Les vraies avancées en justice sociale n’ont pas été faites par ce mouvement, comme le rappellent Pluckrose et Lindsay : les droits de noirs, des femmes et des homosexuels ont été reconnus au cours du XXe siècle par des mouvements qui s’inspiraient des principes modernes d’universalité, de liberté et d’égalité, dont les arguments étaient imparables en ce qu’ils étaient fondés en raison, celle-ci étant reconnue comme le critère du juste. Or ces acquis sont récents, inachevés et menacés, non seulement par l’extrême droite, mais par cette gauche qui ressemble au fascisme qu’elle prétend combattre : elle préfère la débauche d’émotion à l’exercice de la raison, justifie le recours à la censure et à la violence et renonce à l’universalité pour l’identité. Il ne fait pas de doute non plus que ces deux extrêmes s’alimentent et se radicalisent l’un contre l’autre, laissant peu de place entre eux au dialogue éclairé, à la pensée soucieuse du vrai.

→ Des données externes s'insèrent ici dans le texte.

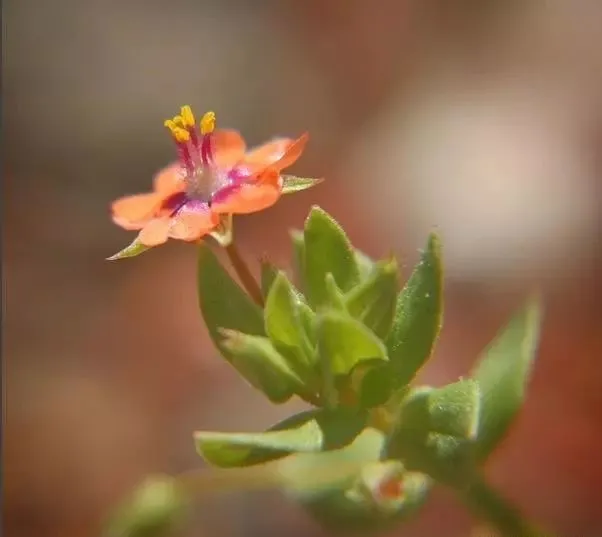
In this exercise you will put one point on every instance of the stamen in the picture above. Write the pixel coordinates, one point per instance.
(187, 117)
(208, 123)
(181, 136)
(207, 128)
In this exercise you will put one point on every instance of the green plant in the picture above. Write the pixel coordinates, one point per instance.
(345, 337)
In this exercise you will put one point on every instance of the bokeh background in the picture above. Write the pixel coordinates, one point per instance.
(481, 118)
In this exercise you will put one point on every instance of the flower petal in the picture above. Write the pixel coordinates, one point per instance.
(246, 198)
(192, 224)
(155, 232)
(169, 180)
(277, 154)
(227, 147)
(131, 210)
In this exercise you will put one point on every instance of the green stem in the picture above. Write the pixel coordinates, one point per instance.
(244, 274)
(487, 504)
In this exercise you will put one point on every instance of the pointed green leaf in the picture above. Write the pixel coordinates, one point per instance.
(373, 301)
(223, 303)
(268, 274)
(415, 441)
(454, 409)
(298, 241)
(341, 488)
(418, 315)
(154, 509)
(135, 248)
(284, 325)
(307, 316)
(376, 385)
(292, 184)
(503, 372)
(255, 358)
(336, 299)
(308, 432)
(327, 249)
(364, 264)
(344, 342)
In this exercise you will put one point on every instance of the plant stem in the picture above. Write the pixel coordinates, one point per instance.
(244, 274)
(487, 504)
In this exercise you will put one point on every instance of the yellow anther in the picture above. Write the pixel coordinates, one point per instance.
(208, 123)
(187, 116)
(180, 134)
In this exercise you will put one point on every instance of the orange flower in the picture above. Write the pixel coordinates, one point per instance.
(213, 177)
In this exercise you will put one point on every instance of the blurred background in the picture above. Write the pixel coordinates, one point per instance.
(480, 118)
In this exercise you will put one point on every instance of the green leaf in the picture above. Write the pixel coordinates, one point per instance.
(336, 299)
(418, 316)
(292, 184)
(134, 249)
(268, 274)
(327, 249)
(454, 409)
(421, 441)
(376, 385)
(284, 325)
(309, 475)
(298, 241)
(373, 301)
(154, 509)
(341, 488)
(223, 303)
(308, 432)
(308, 317)
(503, 372)
(364, 263)
(255, 358)
(344, 342)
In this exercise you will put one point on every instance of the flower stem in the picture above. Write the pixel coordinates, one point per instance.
(244, 274)
(487, 504)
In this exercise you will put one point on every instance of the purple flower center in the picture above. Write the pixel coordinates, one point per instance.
(205, 181)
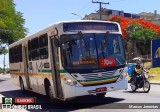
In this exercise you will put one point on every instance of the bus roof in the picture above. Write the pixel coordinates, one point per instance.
(44, 30)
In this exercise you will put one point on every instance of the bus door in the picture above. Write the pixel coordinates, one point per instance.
(25, 62)
(55, 70)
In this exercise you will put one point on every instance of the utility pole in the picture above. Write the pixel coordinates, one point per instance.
(100, 7)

Il est indispensable de critiquer la raison, de contrôler les techniques, de pratiquer la science avec conscience, de chercher une alternative à notre modernité qui aliène l’individu et épuise la planète. Il est tout aussi indispensable de reconnaître, non pas que les idéaux de liberté, d’égalité et de fraternité sont injustes et mensongers, mais que nous avons souvent échoué à les réaliser – bien que parfois, aussi, réussi. Le postmodernisme, surtout dans sa version actuelle, ne mène à rien. Sa déconstruction a tourné à la destruction. Son nihilisme foncier éclate au grand jour. Ne pas croire en la science ne permet pas de la critiquer. Ne pas croire en la liberté ne permet pas de la garantir. Ne pas croire à la réalité ne la dispense pas d’exister. Et trop croire au langage ne dissipe pas ses leurres. Ceux qui professent cette philosophie aujourd’hui font souvent preuve d’une ignorance embarrassante des sciences de la nature comme des sciences de la culture (notamment de l’histoire). Ils discréditent les disciplines qu’ils pratiquent en les réduisant à un discours idéologique et sabotent les causes qu’ils prétendent servir en perdant de vue à la fois la personne et l’humanité.
Assez, il est temps de dépasser le postmodernisme. Sans ajouter de post au post. Laissons la langue tranquille. Ce serait un bon début.